Despite a slowdown, weaknesses in the sector persisted, continuing to pressure farm cash flows and agricultural credit conditions, the bank said.

Credit quality also deteriorated slightly in recent years at agricultural banks, the bank said.  In general, agricultural lenders reported the pace of credit-condition weakening has slowed.

However, adverse weather conditions and elevated levels of debt relative to income could continue to weigh on the outlook for agricultural lending conditions in 2019.

 

NON-REAL ESTATE LOAN VOLUME UP LAST YEAR, DOWN THIS YEAR

 

A significant increase in the volume of 2018’s third-quarter non-real estate loans was offset by a similar decline in the third quarter of 2019, the bank said.

However, on a rolling four-quarter basis, non-real estate lending was about 2% lower than a year ago, the bank said.  Furthermore, the average volume of non-real estate loans over the past four quarters remained nearly 10% above the recent historical average.

A decrease in the volume of farm operating loans drove the slowdown in non-real estate lending relative to a year ago, the bank said.  Following sharp increases in 2018, loans used to finance operating expenses declined in the 2019 third quarter, returning to the prior 20-year average.

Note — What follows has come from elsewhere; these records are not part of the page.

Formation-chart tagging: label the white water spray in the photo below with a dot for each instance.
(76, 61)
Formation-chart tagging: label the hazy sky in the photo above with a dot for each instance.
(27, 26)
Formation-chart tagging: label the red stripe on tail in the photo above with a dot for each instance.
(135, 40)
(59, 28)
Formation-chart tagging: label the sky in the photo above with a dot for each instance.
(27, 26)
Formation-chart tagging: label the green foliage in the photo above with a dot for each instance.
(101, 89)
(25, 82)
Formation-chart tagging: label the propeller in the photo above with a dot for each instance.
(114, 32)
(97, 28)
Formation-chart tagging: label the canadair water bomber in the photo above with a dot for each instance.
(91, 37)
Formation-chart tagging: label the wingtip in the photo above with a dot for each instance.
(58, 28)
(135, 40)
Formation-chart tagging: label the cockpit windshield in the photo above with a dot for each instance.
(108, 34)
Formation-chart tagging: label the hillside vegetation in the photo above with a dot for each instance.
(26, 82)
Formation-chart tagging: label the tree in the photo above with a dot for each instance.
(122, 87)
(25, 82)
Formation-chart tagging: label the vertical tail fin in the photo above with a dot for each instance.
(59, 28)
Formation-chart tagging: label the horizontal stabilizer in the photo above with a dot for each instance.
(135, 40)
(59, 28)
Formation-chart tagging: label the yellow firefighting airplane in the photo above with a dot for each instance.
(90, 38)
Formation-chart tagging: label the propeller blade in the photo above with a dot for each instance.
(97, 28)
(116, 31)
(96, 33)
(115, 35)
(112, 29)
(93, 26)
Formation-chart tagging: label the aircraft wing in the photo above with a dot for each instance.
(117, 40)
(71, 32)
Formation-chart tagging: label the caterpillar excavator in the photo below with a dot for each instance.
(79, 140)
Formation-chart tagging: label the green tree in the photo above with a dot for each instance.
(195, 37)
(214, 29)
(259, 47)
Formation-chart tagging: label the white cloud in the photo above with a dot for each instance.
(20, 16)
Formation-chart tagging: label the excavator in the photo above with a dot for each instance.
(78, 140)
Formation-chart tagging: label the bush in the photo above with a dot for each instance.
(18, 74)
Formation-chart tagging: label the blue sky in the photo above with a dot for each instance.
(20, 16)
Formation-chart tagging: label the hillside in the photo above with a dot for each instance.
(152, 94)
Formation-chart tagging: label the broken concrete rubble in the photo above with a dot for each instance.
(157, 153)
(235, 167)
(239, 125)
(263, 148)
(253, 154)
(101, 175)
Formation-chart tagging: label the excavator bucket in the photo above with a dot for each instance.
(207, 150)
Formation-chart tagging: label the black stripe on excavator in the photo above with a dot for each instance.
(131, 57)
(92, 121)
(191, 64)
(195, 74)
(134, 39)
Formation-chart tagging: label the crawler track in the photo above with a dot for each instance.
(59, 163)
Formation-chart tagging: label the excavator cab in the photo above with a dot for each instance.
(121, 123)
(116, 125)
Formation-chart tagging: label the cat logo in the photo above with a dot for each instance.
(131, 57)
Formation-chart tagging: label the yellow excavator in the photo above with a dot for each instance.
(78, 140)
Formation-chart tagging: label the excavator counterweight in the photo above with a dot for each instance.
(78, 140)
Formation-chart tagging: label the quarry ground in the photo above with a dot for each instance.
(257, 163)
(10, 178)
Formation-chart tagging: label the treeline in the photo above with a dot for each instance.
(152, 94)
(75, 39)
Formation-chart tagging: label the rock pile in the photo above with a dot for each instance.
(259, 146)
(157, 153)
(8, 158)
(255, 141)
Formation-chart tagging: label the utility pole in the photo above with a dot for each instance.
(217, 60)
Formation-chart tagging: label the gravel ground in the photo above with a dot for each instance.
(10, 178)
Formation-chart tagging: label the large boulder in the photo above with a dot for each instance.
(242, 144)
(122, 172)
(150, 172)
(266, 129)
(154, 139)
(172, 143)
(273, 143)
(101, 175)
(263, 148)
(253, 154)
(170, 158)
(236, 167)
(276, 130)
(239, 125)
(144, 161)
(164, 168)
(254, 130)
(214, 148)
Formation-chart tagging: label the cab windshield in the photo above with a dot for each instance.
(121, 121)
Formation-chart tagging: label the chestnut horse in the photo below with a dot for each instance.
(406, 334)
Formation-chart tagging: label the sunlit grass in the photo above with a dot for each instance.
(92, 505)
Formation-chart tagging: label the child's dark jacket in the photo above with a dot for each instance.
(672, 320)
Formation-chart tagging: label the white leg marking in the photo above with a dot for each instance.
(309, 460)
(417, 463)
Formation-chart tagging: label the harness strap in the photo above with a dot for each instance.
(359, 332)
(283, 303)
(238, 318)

Feeder livestock and farm machinery loans also were lower and made up the remaining share of the decline in non-real estate lending, while loans for other livestock increased, the bank said.

A decline in average loan size contributed to the drop in operating loan volumes, the bank said.  The average size of operating loans continued to follow a long-term trend of increases, but the pace of the increase slowed.

Similar to total non-real estate debt, the average size of operating loans declined from a year ago, offsetting a large increase in the third quarter of 2018, the bank said.  On a rolling four-quarter basis, the size of operating loans remained well above the trend level of growth.

Also contributing to a decrease in loan volume, the number of operating loans declined in the third quarter and kept pace with the long-term trend, the bank said.

The average interest rate on all loan categories except feeder livestock rose slightly in the third quarter, the bank said.  However, farm-loan rates remained well below historical averages.

 

CATTLE, BEEF RECAP

 

Cash cattle trading was reported last week at $174 to $175 per cwt on a dressed basis, steady to up $1 from the previous week.  Live-basis trading occurred at mostly $109 to $110 per cwt, with some up to $111 late, up $1 to down $1.

The USDA choice cutout Monday was up $2.46 per cwt at $227.90, while select was up $0.92 at $200.76.  The choice/select spread widened to $27.14 from $25.60 with 58 loads of fabricated product sold into the spot market.

No cattle were tendered for delivery against the Oct live cattle futures contract Monday.

The CME Feeder Cattle index for the seven days ended Friday was $144.35 per cwt, down $0.41 from the previous day.  This compares with Monday’s Oct contract settlement of $145.40, down $0.30, and the Nov settlement of $145.72, down $0.35.